Salman issues directives to pay unpaid salaries of foreign workers

Saudi Arabia’s King Salman has allocated SAR 100m ($266.5m) and issued a series of directives with the intention of resolving all cases of unpaid salaries in the kingdom.
This follows complaints from hundreds of thousands of workers in the construction sector over unpaid dues.
The directive obliges companies to pay the salaries of their workers through the wage protection programme.

Under the system, companies will not be paid for their work by the government until the Ministry of Labour confirms that workers’ salaries have been paid on time.
The SAR 100m fund will be deposited in the Saudi Arab Fund with the intention of deducting any costs related to resolving the issue from violating firms’ accounts.
In recent months, local construction firms Saudi Oger and Saudi Binladin Group have made headlines following protests and thousands of complaints from workers over unpaid wages.
At the end of July, India said it would send a government minister to the country amid concerns more than 10,000 Indians were facing a “food crisis” after being laid off or not paid.
King Salman called for the country’s labour minister to address housing and accommodation services for distressed workers by contracting related firms.
The funds to pay for these services will reportedly be taken directly from their employers’ receivables from the government.
The Saudi ruler has also directed the labour minister to coordinate with Saudi Arabian Airlines to transport workers back home at the cost of their employer if they wish to do so and for the country’s passport department to provide final exit visas.
He also encouraged the minister to contract legal consultancies to pursue financial claims against the firms and meet with representatives from concerned countries to highlight the kingdom’s efforts in resolving the issue.

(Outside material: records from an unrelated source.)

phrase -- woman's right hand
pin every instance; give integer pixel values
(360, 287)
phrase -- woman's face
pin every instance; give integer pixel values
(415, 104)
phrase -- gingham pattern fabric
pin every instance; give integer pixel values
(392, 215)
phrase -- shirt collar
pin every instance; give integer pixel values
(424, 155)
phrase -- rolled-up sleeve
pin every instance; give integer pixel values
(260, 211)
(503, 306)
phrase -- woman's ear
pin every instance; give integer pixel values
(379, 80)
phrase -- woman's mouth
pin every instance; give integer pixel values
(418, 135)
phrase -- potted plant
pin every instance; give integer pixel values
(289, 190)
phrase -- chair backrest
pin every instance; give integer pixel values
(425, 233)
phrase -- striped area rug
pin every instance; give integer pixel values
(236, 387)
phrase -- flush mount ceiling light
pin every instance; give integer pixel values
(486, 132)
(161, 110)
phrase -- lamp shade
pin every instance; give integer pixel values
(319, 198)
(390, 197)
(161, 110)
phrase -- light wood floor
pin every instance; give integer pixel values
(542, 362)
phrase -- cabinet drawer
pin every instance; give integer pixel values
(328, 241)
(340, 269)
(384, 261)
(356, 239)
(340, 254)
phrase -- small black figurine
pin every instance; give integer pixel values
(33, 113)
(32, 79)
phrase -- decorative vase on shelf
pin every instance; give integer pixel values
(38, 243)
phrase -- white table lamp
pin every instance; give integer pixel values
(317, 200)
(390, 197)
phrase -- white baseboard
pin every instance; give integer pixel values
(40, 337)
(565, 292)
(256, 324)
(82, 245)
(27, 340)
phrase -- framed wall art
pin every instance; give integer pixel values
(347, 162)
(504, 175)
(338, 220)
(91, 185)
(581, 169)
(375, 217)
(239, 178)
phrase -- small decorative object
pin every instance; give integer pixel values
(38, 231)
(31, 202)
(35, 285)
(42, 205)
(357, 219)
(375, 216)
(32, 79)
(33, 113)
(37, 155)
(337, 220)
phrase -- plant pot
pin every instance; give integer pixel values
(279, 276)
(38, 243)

Meanwhile, Saudi Arabia has announced the establishment of a central body to control its development funds and appointed two new ministers.
The National Development Fund links the Saudi Fund for Development, the Saudi Industrial Development Fund, the Agricultural Development Fund, the Social Development Bank and the Human Resources Development Fund.
Of these, one of the largest is believed to be the industrial fund, which has a capital of at least SAR65bn ($17.3bn) and provides loans to industries including, chemicals, construction materials and food, according to Reuters.
Any other fund or bank can also be linked to the national fund under the orders of the country’s ruler King Salman.
For now the kingdom’s estimated $180bn sovereign fund the Public Investment Fund (PIF) is not included.
The National Development Fund will supervise the entities and have a board chaired by Crown Prince Mohammed Bin Salman, who is also chairman of the PIF and the face of the kingdom’s reform efforts.
Six other members are to be appointed by King Salman.
“The board of directors of the National Development Fund shall assume all the tasks and powers and take decisions, measures and others as may be necessary to achieve the purpose of establishing the fund,” according to Saudi Press Agency.
“The National Development Fund shall have a governor with a minister’s rank, who is the executive officer of the fund.”
The experts committee of the kingdom’s Council of Ministers has been tasked with preparing draft regulation for the fund within 30 days.
The kingdom also announced the appointment of transport minister Sulaiman Al-Hamdan as minister of civil services.
He replaces Khaled Al-Araj, who was removed from the position in April after being accused of appointing his son to a senior role.
Nabeel al-Amudi, the head of the Saudi Ports Authority, has been appointed transport minister, according to ME news websites.